1. First, let's find the energy of the absorbed photon using the equation:
energy = Planck's constant × speed of light / wavelength
Plugging in the values:
energy = (6.626 × 10^-34 J·s) × (3.00 × 10^8 m/s) / (93.77 × 10^-9 m)
energy ≈ 2.091 × 10^-18 J
2. The absorbed photon causes the hydrogen atom to transition from the ground state (n=1) to an excited state (n > 1). We need to find the initial energy level of the hydrogen atom.
The energy of the initial state can be calculated using the equation:
energy_initial = -13.6 eV / n^2
Plugging in n=1:
energy_initial = -13.6 eV / (1)^2
energy_initial = -13.6 eV
3. To find the final state, subtract the energy of the absorbed photon from the initial energy level:
energy_final = energy_initial - energy
energy_final = -13.6 eV - (2.091 × 10^-18 J × (1 eV/1.602 × 10^-19 J))

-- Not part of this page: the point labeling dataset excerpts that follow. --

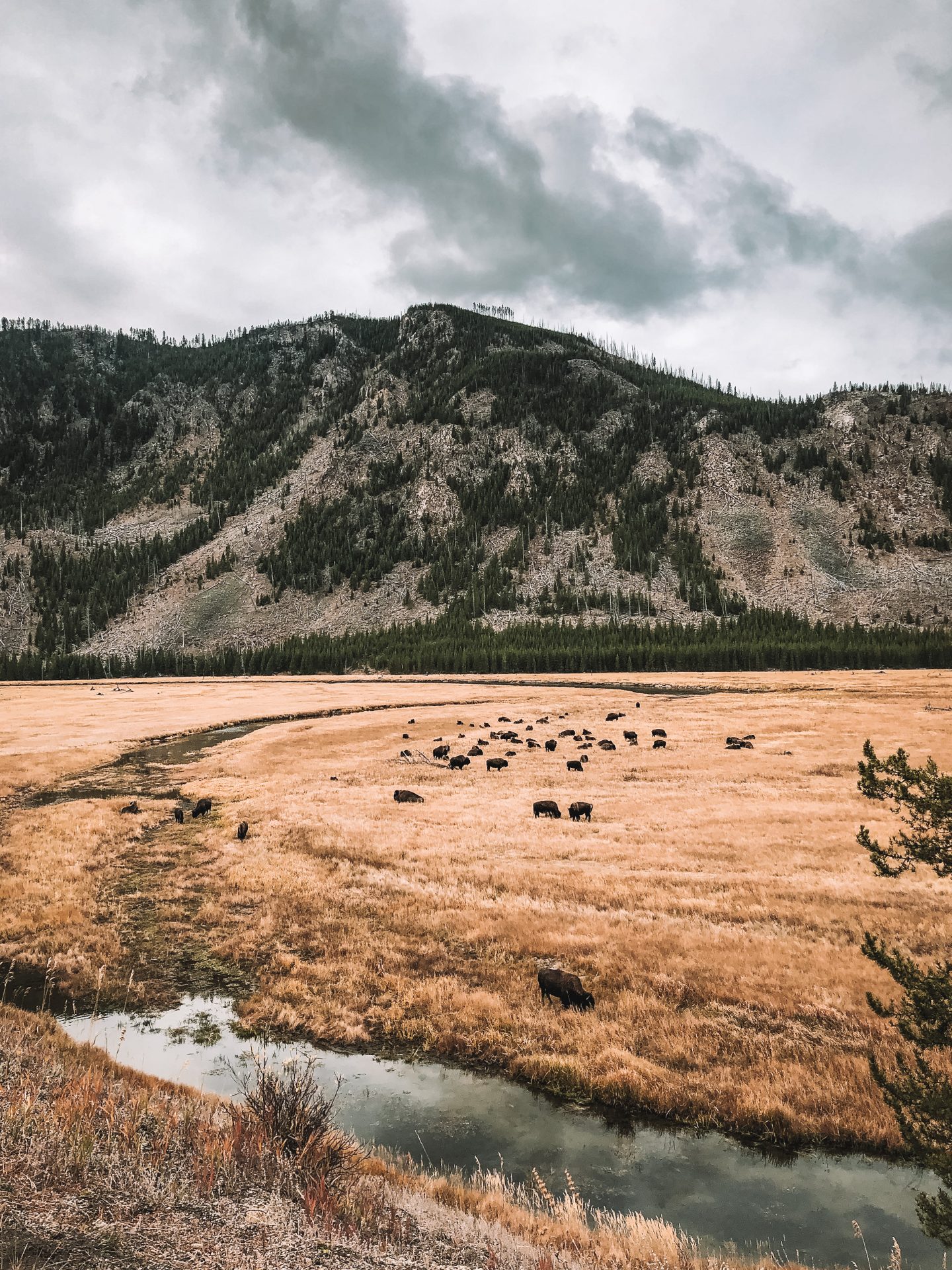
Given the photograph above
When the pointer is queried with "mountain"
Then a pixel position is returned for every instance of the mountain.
(347, 473)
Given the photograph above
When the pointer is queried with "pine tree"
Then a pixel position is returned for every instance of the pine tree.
(916, 1082)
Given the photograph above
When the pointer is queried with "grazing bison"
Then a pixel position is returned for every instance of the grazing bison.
(567, 988)
(546, 807)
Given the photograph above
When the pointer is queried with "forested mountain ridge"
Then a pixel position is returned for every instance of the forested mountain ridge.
(347, 473)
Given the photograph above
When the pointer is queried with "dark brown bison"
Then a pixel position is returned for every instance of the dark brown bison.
(546, 807)
(567, 988)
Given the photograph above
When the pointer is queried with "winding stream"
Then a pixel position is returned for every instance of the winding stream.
(729, 1195)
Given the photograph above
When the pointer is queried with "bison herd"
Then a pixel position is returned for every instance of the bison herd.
(584, 741)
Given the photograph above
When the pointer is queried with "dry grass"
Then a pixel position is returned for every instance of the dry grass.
(103, 1167)
(714, 906)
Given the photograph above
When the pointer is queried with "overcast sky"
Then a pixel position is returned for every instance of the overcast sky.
(754, 190)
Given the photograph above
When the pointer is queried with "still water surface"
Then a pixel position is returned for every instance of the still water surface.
(719, 1191)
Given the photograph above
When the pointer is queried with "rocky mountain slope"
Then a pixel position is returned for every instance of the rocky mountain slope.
(347, 473)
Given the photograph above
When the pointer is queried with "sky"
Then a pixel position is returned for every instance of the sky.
(750, 190)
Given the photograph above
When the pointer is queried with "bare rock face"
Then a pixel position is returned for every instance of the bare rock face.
(347, 474)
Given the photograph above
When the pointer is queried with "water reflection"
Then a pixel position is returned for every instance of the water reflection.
(728, 1194)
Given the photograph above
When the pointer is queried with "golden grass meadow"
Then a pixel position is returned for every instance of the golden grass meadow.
(714, 906)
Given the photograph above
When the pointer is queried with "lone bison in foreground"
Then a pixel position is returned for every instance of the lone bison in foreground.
(546, 807)
(567, 987)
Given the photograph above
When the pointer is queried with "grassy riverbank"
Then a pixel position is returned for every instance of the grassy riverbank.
(108, 1169)
(715, 904)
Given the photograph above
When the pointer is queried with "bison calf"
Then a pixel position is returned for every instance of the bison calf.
(546, 807)
(567, 988)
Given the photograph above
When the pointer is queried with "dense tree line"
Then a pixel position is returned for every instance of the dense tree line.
(757, 640)
(78, 592)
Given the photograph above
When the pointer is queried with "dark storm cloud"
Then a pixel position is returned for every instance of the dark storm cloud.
(340, 74)
(936, 79)
(504, 210)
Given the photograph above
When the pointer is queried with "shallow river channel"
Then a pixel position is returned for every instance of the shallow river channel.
(797, 1206)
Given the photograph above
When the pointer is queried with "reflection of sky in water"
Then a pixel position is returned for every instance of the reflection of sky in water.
(705, 1184)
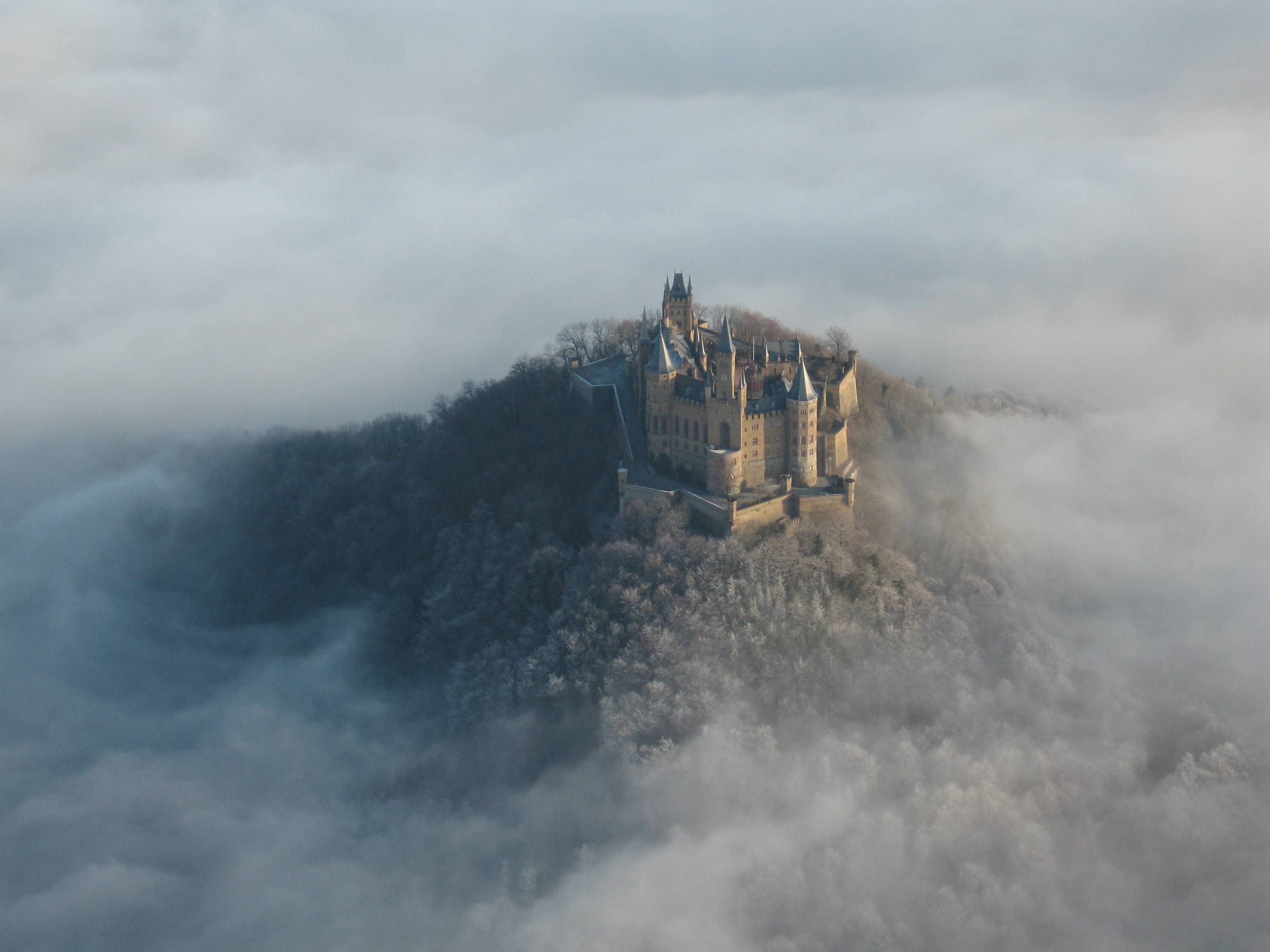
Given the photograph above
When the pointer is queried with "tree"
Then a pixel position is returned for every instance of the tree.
(839, 342)
(573, 342)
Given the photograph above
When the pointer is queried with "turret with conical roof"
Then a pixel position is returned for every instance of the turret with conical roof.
(803, 389)
(800, 418)
(665, 359)
(726, 362)
(677, 307)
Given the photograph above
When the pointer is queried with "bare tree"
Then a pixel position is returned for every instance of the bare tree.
(573, 342)
(839, 342)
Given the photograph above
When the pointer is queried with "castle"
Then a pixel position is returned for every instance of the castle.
(747, 432)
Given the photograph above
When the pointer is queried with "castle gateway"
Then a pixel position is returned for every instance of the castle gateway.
(730, 426)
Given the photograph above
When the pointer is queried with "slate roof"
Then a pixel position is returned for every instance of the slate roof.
(803, 389)
(690, 389)
(783, 350)
(765, 405)
(726, 346)
(665, 361)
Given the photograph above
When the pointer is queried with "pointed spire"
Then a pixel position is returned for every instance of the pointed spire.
(803, 388)
(726, 346)
(662, 362)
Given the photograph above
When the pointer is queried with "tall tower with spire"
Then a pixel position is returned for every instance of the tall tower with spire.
(677, 307)
(800, 416)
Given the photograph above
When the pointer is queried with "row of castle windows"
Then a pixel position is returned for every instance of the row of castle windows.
(700, 432)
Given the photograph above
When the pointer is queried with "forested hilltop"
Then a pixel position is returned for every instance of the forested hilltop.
(553, 726)
(484, 537)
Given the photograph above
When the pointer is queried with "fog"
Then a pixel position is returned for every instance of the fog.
(244, 215)
(228, 217)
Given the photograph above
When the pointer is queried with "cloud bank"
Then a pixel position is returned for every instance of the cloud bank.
(258, 214)
(236, 216)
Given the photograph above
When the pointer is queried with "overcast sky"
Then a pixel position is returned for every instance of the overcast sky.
(217, 216)
(236, 215)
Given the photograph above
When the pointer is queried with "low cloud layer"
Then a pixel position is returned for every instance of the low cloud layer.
(172, 783)
(224, 217)
(262, 214)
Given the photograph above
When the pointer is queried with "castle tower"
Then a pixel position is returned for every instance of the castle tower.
(800, 412)
(726, 364)
(677, 307)
(659, 388)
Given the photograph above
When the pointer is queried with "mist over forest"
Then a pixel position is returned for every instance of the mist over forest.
(395, 676)
(416, 685)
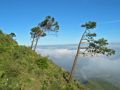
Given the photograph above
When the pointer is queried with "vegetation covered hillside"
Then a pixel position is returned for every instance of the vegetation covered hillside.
(23, 69)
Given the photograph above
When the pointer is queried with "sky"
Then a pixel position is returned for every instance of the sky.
(19, 16)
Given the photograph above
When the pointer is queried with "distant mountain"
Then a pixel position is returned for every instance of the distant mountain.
(101, 85)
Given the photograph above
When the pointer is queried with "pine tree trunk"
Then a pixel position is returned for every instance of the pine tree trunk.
(36, 43)
(76, 56)
(32, 42)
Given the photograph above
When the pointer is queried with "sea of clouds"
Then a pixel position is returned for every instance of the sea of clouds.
(99, 67)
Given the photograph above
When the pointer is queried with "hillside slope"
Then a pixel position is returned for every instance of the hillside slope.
(23, 69)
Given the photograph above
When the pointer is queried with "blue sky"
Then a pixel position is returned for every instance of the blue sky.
(20, 16)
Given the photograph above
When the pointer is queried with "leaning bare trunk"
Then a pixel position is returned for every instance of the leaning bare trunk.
(32, 42)
(36, 43)
(76, 56)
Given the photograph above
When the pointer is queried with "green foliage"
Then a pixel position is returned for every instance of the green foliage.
(24, 69)
(7, 43)
(42, 63)
(89, 25)
(94, 47)
(49, 24)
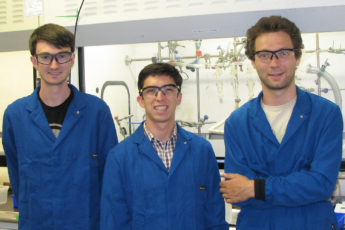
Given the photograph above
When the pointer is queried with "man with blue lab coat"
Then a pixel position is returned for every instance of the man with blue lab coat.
(56, 141)
(162, 177)
(283, 148)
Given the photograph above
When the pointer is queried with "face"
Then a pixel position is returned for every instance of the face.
(159, 108)
(276, 74)
(53, 73)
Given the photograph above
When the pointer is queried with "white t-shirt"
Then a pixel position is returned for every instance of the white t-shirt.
(278, 117)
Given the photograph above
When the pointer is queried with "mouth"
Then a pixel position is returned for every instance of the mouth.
(276, 75)
(161, 107)
(54, 73)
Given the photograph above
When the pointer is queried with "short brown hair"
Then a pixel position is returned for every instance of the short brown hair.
(52, 33)
(273, 24)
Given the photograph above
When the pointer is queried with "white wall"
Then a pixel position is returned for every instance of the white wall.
(15, 77)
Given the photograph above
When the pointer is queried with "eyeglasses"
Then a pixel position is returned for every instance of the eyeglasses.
(167, 90)
(267, 55)
(61, 58)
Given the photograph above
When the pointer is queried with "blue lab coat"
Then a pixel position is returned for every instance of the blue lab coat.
(139, 193)
(300, 173)
(57, 181)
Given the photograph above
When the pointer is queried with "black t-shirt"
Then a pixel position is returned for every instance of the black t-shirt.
(56, 115)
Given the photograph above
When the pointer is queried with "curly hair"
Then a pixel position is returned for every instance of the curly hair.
(273, 24)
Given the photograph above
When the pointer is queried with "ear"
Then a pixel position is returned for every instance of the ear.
(179, 98)
(253, 63)
(298, 61)
(140, 101)
(73, 58)
(34, 61)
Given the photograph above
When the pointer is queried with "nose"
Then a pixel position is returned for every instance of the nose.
(274, 59)
(54, 63)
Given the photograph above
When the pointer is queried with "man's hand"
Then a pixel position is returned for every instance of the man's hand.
(237, 188)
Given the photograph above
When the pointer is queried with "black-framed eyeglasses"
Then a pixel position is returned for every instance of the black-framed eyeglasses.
(167, 90)
(281, 54)
(47, 58)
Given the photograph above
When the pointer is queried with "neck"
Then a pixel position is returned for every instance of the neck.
(161, 131)
(278, 97)
(54, 95)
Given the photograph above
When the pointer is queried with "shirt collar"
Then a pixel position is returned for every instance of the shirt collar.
(151, 137)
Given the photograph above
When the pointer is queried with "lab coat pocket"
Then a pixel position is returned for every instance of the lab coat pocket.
(202, 194)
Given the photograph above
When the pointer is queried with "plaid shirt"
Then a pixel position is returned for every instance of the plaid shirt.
(165, 149)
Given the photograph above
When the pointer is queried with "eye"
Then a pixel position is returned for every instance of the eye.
(150, 90)
(169, 89)
(264, 55)
(62, 55)
(45, 56)
(283, 53)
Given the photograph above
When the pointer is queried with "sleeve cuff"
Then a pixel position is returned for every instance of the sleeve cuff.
(259, 189)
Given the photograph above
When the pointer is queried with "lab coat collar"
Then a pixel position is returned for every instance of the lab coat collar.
(74, 113)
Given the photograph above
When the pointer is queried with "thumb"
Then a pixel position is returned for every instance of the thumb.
(228, 175)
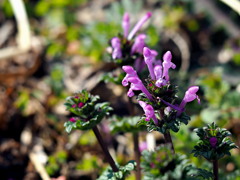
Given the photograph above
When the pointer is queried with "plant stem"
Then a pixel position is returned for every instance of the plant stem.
(105, 149)
(137, 155)
(168, 139)
(137, 152)
(167, 135)
(215, 169)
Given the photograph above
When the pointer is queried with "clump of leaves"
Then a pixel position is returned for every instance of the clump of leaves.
(162, 164)
(214, 142)
(88, 111)
(121, 174)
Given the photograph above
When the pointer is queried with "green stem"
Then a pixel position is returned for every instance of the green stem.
(168, 140)
(105, 150)
(215, 169)
(137, 155)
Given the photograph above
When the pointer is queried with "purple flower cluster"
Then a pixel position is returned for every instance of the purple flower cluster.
(159, 75)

energy_final ≈ -13.6 eV - 1.3 eV
energy_final ≈ -14.9 eV
4. Now we need to find the final principal quantum number (n_final) corresponding to the energy_final value. To do this, we use the same equation as before:
energy_final = -13.6 eV / n_final^2
Rearranging the equation and solving for n_final, we have:
n_final^2 = -13.6 eV / energy_final
n_final^2 ≈ (-13.6 eV) / (-14.9 eV)
n_final ≈ √0.912 ≈ 0.956
Since n must be a positive integer, we round up to the next closest integer value to get the final principal quantum number:
n_final = 1
Therefore, the final state of the hydrogen atom is the ground state, with the principal quantum number (n) being 1.
To determine the final state of the hydrogen atom, we need to understand the concept of photon absorption and emission in the context of atomic energy levels.
When an electron in a hydrogen atom absorbs a photon, it gains energy and moves to a higher energy level. Conversely, when an electron in a higher energy level loses energy, it emits a photon and moves to a lower energy level.
We can use the relationship between photon energy and wavelength given by the equation:
E = hc/λ
Where:
E = energy of the photon
h = Planck's constant (6.626 x 10^-34 J*s)
c = speed of light (3.00 x 10^8 m/s)
λ = wavelength of the photon
Given that the absorbed photon has a wavelength of 93.77 nm, we can calculate its energy:
E1 = (6.626 x 10^-34 J*s)(3.00 x 10^8 m/s) / (93.77 x 10^-9 m)
E1 ≈ 2.110 x 10^-18 J
Next, we need to find the energy of the emitted photon with a wavelength of 1100 nm:
E2 = (6.626 x 10^-34 J*s)(3.00 x 10^8 m/s) / (1100 x 10^-9 m)
E2 ≈ 1.804 x 10^-19 J
Since the emitted photon has less energy than the absorbed photon, it implies that the electron has transitioned from a higher energy level to a lower energy level.
Considering the energy levels of a hydrogen atom, we can conclude that the final state of the hydrogen atom is the n=2 energy level. This is known as the Balmer series, which corresponds to visible light.
In summary, the final state of the hydrogen atom after absorbing a photon with a wavelength of 93.77 nm and emitting a photon with a wavelength of 1100 nm is the n=2 energy level.